Nursing Implications and Procedure


  • Positively identify the patient using at least two unique identifiers before providing care, treatment, or services.
  • Patient Teaching: Inform the patient this test can assist in assessing red cell appearance.
  • Obtain a history of the patient’s complaints, including a list of known allergens, especially allergies or sensitivities to latex.
  • Obtain a history of the patient’s gastrointestinal, hematopoietic, hepatobiliary, immune, and respiratory systems; symptoms; and results of previously performed laboratory tests and diagnostic and surgical procedures.
  • Note any recent procedures that can interfere with test results.
  • Obtain a list of the patient’s current medications, including herbs, nutritional supplements, and nutraceuticals (see Effects of Natural Products on Laboratory Values online at DavisPlus).
  • Review the procedure with the patient. Inform the patient that specimen collection takes approximately 5 to 10 min. Address concerns about pain and explain that there may be some discomfort during the venipuncture.
  • Sensitivity to social and cultural issues, as well as concern for modesty, is important in providing psychological support before, during, and after the procedure.
  • Note that there are no food, fluid, or medication restrictions unless by medical direction.


  • Potential complications: N/A
  • Avoid the use of equipment containing latex if the patient has a history of allergic reaction to latex.
  • Instruct the patient to cooperate fully and to follow directions. Direct the patient to breathe normally and to avoid unnecessary movement.
  • Observe standard precautions, and follow the general guidelines in Patient Preparation and Specimen Collection. Positively identify the patient, and label the appropriate specimen container with the corresponding patient demographics, initials of the person collecting the specimen, date, and time of collection.
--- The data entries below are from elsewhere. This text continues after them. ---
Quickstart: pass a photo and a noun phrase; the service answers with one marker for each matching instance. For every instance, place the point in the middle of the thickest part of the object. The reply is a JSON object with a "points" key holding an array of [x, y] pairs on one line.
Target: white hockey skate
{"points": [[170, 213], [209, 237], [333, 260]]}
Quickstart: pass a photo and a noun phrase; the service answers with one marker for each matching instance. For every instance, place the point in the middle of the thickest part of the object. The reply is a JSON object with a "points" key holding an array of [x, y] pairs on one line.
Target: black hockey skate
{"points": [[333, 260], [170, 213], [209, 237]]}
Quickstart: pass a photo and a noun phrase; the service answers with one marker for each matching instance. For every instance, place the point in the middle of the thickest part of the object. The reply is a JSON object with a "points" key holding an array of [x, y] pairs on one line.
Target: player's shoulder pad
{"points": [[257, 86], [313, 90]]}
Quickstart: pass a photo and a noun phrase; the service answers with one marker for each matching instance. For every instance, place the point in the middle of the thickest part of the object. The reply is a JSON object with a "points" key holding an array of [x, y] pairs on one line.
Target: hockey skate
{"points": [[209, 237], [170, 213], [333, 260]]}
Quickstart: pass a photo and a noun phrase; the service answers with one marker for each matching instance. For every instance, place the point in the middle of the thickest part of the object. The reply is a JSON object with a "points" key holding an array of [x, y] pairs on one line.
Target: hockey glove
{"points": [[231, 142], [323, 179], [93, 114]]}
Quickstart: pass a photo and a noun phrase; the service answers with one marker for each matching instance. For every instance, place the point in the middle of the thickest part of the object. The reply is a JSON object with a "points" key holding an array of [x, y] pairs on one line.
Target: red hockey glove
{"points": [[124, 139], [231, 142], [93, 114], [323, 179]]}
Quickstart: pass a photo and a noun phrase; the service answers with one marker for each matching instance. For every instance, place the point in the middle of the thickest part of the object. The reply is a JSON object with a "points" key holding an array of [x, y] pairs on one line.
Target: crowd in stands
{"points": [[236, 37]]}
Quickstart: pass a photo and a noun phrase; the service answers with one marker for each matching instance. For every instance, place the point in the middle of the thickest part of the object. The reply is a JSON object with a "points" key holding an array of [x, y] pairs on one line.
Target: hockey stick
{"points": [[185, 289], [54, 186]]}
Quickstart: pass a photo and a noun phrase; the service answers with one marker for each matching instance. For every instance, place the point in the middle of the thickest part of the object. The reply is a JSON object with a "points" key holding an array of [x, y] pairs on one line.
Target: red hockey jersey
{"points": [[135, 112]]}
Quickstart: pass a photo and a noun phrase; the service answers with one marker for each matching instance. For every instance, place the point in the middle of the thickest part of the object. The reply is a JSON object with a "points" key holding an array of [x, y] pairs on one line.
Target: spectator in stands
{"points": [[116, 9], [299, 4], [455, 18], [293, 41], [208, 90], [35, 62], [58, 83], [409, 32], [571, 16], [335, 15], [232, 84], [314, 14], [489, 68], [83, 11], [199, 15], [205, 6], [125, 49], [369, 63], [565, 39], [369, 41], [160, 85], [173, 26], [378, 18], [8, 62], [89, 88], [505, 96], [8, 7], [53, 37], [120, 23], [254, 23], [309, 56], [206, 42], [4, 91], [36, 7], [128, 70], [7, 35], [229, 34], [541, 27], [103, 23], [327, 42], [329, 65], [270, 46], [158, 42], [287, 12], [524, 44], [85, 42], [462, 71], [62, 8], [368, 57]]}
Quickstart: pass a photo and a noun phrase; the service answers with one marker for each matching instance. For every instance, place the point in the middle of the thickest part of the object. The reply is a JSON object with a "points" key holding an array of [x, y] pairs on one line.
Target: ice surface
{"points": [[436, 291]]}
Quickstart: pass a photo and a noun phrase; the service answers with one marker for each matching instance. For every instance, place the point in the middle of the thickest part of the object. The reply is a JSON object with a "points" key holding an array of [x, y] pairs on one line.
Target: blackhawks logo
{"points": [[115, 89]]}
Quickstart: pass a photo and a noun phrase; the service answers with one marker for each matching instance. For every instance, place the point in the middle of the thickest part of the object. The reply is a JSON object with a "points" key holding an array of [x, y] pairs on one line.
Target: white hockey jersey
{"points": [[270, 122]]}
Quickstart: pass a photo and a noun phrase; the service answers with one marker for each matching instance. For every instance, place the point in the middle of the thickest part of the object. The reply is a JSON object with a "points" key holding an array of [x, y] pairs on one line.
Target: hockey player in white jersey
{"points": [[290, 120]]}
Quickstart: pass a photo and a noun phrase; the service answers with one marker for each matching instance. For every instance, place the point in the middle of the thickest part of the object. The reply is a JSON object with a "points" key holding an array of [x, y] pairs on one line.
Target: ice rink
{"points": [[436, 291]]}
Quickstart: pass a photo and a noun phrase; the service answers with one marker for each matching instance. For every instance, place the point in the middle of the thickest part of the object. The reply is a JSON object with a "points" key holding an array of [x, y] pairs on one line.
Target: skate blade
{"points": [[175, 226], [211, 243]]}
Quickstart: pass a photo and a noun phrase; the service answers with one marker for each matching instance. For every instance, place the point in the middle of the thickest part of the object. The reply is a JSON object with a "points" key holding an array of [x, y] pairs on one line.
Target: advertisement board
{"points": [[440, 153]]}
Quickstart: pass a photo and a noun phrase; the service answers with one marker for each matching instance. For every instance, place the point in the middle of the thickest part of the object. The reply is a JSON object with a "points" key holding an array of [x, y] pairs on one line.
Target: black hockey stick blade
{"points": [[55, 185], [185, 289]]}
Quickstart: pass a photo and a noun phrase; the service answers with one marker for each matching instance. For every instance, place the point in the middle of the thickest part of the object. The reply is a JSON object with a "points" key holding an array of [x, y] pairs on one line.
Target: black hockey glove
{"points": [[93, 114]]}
Perform a venipuncture. An EDTA Microtainer sample may be obtained from infants, children, and adults for whom venipuncture may not be feasible. The specimen should be mixed gently by inverting the tube 10 times. The specimen should be analyzed within 6 hr when stored at room temperature or within 24 hr if stored at refrigerated temperature. if it is anticipated the specimen will not be analyzed within 4 to 6 hr, two blood smears should be made immediately after the venipuncture and submitted with the blood sample. Smears made from specimens older than 6 hr will contain an unacceptable number of misleading artifactual abnormalities of the RBCs, such as echinocytes and spherocytes, as well as necrobiotic white blood cells.
  • Remove the needle and apply direct pressure with dry gauze to stop bleeding. Observe/assess venipuncture site for bleeding or hematoma formation and secure gauze with adhesive bandage.
  • Promptly transport the specimen to the laboratory for processing and analysis.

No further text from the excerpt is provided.